Layo: Weirdly in my random refereeing brain, I really like refereeing teams that you may need to maintain discipline and at a greater pace from the start. I like refereeing those because that just shows you the level of control that you need in the game, the communication, the speed. It basically harnesses everything that you've learned and you’re able to demonstrate.
It's those teams refereeing or one on one for me if you've got to be able to control those kinds of teams in the first half and then just enjoy it in the second half or make sure that they're on the same kind of enjoyment level.
If I have any argy-bargy in the first half, I then sort of say, ‘Are we, friends, now’? I'd make a couple of, you know, complimentary comments and stuff just because it’s important to create a level of respect. I feel like I enjoy when they play, they remind me a lot of the teams in Australia in terms of their athleticism and their speed.
Tae: There's a common saying, I think and you mentioned it just there that it can be like a game of two halves. Does that resonate with Touch? Do you think that literally, the first half can be so much different in comparison to the second or vice versa?
Layo: When I was a junior referee, I would say yes, but as a kind of borderline senior referee, I would say no because of the fact that I think you have to set the scene within the first five minutes.
You have to get your cobwebs out. You have to get your positioning as a referee in the game. If you've got self-awareness of that in the first five minutes, then you should just be able to have a good game. I don't think it's a game of two halves because there's nothing worse when after the second half, you're not having that game awareness, not having that -reflection of what you can do to do better. And you're then having to then talk to teams and say, ‘Look, I've noticed this I've noticed that.
I've learned the more senior you get, the more it isn't about you, it's about the team. And it's about setting that scene within the first five minutes of the game that does help. They tend to put higher badge referees with lower badge referees because you have a leadership role. You've got to really set the scene within the first five minutes and not think about it as the two halves because, you know, it does make a difference.
Tae: Could you name a few skills which you think are really important for being a referee?
Layo: Effective positive communication is really important because that then transpires in your body language and also respect. I think it's important to have respect for the players, acknowledge when they've made a touch or haven't made a touch, and you have to have respect for the other referees as well. That's really important, for example in doing interchanges correctly or supporting each other.
I think enjoyment is really important, seeking to enjoy the game. Seek to not be hard on yourself if you're doing something wrong and get advice if you need to. I think that's definitely important because, you know, you can be full of nerves. When I ref games in the first couple of minutes, I'm nervous, but then I'm like, ‘Actually, I've got this I’m bossing it, I'm enjoying it and having smiles with the players’.
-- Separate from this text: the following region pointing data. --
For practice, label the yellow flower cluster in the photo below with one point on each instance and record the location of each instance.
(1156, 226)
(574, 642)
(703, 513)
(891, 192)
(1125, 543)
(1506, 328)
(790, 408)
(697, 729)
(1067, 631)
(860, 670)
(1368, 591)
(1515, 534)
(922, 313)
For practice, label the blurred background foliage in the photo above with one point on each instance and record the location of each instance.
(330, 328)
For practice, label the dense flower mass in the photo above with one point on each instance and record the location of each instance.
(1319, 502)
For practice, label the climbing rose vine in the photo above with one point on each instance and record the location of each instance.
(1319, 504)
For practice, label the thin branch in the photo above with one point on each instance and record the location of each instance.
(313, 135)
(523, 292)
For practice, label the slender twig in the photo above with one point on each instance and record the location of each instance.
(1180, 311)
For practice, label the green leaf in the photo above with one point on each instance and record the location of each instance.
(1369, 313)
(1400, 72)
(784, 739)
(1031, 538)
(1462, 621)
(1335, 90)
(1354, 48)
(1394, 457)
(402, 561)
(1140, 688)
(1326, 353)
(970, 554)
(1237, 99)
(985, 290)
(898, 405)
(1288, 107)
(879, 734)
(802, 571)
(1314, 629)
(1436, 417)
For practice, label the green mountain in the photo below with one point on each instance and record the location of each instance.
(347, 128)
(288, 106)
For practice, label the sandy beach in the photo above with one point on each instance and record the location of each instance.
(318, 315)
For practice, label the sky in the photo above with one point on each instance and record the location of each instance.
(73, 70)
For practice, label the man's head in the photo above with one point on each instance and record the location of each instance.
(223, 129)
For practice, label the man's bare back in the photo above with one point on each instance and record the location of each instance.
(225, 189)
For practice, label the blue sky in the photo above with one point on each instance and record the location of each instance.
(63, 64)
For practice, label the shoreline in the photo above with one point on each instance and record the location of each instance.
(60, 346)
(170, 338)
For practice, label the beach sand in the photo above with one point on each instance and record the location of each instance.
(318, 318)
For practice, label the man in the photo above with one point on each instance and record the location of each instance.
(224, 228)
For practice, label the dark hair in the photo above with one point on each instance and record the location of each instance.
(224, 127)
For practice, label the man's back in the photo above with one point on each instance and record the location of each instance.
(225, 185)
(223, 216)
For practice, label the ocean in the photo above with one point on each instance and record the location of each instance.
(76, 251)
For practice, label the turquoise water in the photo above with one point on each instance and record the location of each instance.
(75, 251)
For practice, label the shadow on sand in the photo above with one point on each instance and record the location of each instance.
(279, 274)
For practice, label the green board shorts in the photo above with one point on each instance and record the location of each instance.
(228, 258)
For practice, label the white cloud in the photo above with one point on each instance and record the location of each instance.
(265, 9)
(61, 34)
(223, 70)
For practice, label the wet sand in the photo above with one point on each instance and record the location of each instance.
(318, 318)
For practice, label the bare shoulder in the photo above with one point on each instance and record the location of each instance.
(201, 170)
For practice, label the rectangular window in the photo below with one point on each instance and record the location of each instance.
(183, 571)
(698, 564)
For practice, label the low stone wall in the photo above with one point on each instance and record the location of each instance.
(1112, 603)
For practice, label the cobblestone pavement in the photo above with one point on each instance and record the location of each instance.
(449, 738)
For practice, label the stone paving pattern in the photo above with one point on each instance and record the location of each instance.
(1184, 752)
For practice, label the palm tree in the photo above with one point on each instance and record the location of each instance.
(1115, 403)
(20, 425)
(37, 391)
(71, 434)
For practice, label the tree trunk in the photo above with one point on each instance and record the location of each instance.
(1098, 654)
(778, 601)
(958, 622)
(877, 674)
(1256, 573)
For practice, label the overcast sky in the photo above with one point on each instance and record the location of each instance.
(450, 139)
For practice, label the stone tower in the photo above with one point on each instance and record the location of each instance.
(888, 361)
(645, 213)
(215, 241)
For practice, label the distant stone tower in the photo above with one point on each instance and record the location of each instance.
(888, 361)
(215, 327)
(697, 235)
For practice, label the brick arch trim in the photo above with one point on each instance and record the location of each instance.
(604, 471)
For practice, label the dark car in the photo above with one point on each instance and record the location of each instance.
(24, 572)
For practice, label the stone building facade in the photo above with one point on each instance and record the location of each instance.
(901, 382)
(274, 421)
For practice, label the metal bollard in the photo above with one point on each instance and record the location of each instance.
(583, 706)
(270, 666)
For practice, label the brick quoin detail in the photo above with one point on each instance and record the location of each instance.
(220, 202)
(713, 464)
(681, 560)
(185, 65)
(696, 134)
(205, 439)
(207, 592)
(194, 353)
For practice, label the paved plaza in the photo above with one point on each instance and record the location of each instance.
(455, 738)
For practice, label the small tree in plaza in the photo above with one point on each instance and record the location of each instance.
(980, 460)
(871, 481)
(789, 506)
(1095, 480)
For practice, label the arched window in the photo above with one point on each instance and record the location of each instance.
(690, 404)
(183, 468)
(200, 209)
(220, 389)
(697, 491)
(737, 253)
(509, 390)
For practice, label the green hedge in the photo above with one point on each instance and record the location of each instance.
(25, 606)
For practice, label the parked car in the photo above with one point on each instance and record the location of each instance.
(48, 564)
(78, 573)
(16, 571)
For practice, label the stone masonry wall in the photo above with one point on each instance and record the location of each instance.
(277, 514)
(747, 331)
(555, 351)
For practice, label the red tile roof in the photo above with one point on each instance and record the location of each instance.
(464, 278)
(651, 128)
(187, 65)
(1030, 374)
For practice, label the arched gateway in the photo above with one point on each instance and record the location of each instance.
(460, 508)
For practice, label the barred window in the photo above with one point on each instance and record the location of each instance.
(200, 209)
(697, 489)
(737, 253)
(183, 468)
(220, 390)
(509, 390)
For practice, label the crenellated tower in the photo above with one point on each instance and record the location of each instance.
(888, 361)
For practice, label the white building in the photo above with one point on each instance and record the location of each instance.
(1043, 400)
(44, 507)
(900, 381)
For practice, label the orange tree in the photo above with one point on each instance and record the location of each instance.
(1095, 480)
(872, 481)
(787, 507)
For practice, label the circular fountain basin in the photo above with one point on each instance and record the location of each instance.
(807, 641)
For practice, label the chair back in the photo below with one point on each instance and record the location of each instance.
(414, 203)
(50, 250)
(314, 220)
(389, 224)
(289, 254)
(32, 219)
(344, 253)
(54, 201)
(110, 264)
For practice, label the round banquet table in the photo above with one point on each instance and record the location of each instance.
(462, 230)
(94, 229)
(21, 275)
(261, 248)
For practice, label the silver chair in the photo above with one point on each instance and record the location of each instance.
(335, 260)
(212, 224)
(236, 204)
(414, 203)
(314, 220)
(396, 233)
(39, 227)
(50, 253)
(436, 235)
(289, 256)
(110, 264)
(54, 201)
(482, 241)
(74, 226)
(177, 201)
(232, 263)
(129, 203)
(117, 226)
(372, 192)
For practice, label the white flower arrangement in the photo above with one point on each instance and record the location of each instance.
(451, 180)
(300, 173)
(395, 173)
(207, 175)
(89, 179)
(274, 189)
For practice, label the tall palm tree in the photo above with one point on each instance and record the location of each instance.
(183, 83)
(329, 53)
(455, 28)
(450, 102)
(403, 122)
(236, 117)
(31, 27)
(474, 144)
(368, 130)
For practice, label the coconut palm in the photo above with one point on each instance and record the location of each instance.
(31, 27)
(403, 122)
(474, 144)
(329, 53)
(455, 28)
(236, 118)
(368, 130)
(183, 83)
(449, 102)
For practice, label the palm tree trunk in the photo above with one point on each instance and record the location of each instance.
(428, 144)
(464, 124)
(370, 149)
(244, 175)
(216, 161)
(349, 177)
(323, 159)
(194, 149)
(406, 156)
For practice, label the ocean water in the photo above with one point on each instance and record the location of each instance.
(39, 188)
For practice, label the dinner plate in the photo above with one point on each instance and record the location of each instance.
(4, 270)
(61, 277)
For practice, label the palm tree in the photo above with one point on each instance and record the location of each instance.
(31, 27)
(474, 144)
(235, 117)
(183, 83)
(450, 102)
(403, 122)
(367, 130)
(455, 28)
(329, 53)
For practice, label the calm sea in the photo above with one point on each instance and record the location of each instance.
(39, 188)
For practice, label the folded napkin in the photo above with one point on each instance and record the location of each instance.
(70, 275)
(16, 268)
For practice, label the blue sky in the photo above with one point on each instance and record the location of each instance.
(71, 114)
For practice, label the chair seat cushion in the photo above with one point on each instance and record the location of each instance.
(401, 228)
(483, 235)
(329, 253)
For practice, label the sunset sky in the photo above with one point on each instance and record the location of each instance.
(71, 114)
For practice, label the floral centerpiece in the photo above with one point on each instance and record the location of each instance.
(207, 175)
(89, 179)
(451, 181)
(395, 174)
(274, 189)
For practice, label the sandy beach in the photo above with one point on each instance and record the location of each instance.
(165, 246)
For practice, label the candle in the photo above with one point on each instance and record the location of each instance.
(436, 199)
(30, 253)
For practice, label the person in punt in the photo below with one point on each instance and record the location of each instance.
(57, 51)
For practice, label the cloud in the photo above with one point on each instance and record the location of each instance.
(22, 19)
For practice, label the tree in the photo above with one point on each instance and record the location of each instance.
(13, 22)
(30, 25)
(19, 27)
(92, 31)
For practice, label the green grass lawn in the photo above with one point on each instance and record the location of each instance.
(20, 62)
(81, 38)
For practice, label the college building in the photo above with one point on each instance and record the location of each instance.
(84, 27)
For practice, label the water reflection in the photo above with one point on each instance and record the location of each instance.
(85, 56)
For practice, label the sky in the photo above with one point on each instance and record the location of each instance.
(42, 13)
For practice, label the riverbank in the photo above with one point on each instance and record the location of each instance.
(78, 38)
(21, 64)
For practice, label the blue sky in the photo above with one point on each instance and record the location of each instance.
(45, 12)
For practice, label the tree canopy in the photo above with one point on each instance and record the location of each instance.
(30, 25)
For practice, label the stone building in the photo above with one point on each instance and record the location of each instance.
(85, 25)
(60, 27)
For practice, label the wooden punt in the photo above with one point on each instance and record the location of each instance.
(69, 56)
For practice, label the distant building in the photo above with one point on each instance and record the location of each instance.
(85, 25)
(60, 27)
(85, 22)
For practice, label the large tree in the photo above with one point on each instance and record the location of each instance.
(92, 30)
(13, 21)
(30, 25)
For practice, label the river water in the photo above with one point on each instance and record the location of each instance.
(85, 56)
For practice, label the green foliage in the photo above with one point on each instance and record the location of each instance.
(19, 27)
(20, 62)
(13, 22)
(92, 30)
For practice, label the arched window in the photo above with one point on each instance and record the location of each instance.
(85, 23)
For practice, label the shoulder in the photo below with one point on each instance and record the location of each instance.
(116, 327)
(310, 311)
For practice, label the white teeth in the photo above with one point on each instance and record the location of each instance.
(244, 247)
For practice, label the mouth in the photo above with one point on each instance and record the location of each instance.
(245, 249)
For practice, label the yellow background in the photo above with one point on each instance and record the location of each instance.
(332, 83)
I'm a much different referee than I was four years ago in the sense that I know that I've got this and I know that I'm coming back with good intentions. Respect and I'm very, very big on my communication. I get positive feedback on that, so I see it as like a song and dance or ballet.
Tae: My final question is not really linked necessarily to Touch, but do you have a favourite sports quote?
Layo: Yes, I do, actually. I have a favourite sports quote which I learnt before a tournament recently for Tag Rugby. It was an international tag comp where
I represented my Nigerian heritage playing for the African-Caribbean, which is a part of the Panthers TRC. The night before the Saturday tournament I watched a documentary called ‘The Last Milestone’ which featured Eliud Kipchoge. He's an Ethiopian runner. He does marathon running and he was attempting to do a marathon under two hours. His quote was ‘No human is limited’. I harness that quote and we won the Cup, which was great. It was a very poignant quote that I will never forget.